Date due and handed in April 6,2010
Write state variable description of the following 2 systems. For what values of \(k\) will the system be stable?
This system has 2 integrators, hence it is of order 2. Hence we need 2 state variables. Assign a state variable as the output of each integrator
Hence\begin{align*} x_{1}^{\prime } & =-3x_{1}+u_{1}+x_{2}\\ x_{2}^{\prime } & =x_{2}+kx_{1}+u_{2} \end{align*}
and \(y=x_{1},\)Hence\begin{align*} \begin{pmatrix} x_{1}^{\prime }\\ x_{2}^{\prime }\end{pmatrix} & =\overset{A}{\overbrace{\begin{pmatrix} -3 & 1\\ k & 1 \end{pmatrix} }}\begin{pmatrix} x_{1}\\ x_{2}\end{pmatrix} +\overset{B}{\overbrace{\begin{pmatrix} 1 & 0\\ 0 & 1 \end{pmatrix} }}\begin{pmatrix} u_{1}\\ u_{2}\end{pmatrix} \\ y & =\overset{C}{\overbrace{\begin{pmatrix} 1 & 0 \end{pmatrix} }}\begin{pmatrix} x_{1}\\ x_{2}\end{pmatrix} \end{align*}
To find what values of \(k\) the system is stable, the eigenvalues of the \(A\) matrix are found and the \(K\) range which makes these values negative is the range of value needed.\[ \left \vert A-\lambda I\right \vert =\left \vert \begin{pmatrix} -3-\lambda & 1\\ k & 1-\lambda \end{pmatrix} \right \vert =\left ( 1-\lambda \right ) \left ( -3-\lambda \right ) -k \] Hence the characteristic equation is\[ \lambda ^{2}+2\lambda -k-3=0 \] and the roots are \begin{align*} \lambda _{1} & =-1+\sqrt{k+4}\\ \lambda _{2} & =-1-\sqrt{k+4} \end{align*}
consider \(\lambda _{1}\).

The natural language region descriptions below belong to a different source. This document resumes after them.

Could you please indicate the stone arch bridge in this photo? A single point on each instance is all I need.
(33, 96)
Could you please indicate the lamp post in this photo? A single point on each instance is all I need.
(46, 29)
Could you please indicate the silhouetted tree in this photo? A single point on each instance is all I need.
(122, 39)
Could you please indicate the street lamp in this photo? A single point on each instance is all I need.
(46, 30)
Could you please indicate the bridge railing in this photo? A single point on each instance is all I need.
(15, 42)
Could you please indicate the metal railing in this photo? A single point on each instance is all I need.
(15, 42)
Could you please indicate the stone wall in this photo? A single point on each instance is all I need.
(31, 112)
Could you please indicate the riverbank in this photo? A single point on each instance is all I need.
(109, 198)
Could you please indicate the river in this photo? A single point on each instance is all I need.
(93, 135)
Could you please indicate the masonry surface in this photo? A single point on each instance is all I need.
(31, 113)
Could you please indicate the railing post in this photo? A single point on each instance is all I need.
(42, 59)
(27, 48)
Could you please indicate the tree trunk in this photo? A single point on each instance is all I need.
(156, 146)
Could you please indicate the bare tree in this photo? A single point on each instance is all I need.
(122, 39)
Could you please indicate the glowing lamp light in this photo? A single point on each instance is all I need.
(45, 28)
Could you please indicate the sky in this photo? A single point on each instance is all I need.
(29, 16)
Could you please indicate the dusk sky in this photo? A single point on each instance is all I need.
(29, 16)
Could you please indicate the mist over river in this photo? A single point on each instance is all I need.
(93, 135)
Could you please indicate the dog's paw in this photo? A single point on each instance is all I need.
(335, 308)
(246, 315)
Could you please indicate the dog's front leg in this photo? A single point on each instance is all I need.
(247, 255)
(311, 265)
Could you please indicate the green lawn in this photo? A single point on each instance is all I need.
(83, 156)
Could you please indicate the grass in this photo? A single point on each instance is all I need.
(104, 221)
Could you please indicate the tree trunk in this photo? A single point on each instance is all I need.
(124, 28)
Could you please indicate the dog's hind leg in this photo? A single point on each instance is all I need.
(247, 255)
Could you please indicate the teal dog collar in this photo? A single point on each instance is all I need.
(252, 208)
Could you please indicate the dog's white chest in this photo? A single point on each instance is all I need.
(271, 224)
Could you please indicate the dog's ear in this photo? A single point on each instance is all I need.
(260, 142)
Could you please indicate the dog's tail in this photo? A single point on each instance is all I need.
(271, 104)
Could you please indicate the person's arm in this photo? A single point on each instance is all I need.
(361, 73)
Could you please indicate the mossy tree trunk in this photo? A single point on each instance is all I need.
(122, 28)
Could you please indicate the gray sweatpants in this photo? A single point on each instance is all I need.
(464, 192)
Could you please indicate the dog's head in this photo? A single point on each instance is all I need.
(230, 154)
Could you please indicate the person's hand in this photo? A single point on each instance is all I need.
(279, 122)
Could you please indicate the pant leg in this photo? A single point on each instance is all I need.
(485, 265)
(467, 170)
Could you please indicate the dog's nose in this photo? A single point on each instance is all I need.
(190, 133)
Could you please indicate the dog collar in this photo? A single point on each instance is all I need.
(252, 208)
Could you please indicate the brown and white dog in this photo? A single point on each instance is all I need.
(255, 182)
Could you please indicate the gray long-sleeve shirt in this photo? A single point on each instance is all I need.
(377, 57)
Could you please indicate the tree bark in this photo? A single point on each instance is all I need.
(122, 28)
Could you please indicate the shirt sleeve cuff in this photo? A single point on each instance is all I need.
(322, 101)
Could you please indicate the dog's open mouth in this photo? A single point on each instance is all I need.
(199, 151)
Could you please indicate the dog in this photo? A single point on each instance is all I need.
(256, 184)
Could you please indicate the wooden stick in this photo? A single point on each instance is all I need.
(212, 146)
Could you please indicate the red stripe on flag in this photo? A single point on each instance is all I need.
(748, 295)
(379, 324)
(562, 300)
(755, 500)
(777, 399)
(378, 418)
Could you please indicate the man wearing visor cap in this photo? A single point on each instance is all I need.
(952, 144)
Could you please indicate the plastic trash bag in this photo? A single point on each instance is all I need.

For this root to be stable, then \(\sqrt{k+4}<1\) or \(k<-3\)
consider \(\lambda _{2}\). This root is stable for any value of \(k\) since when \(k+4<0\) then it is stable since real part is already negative, and when \(k+4>0\) then it is stable also.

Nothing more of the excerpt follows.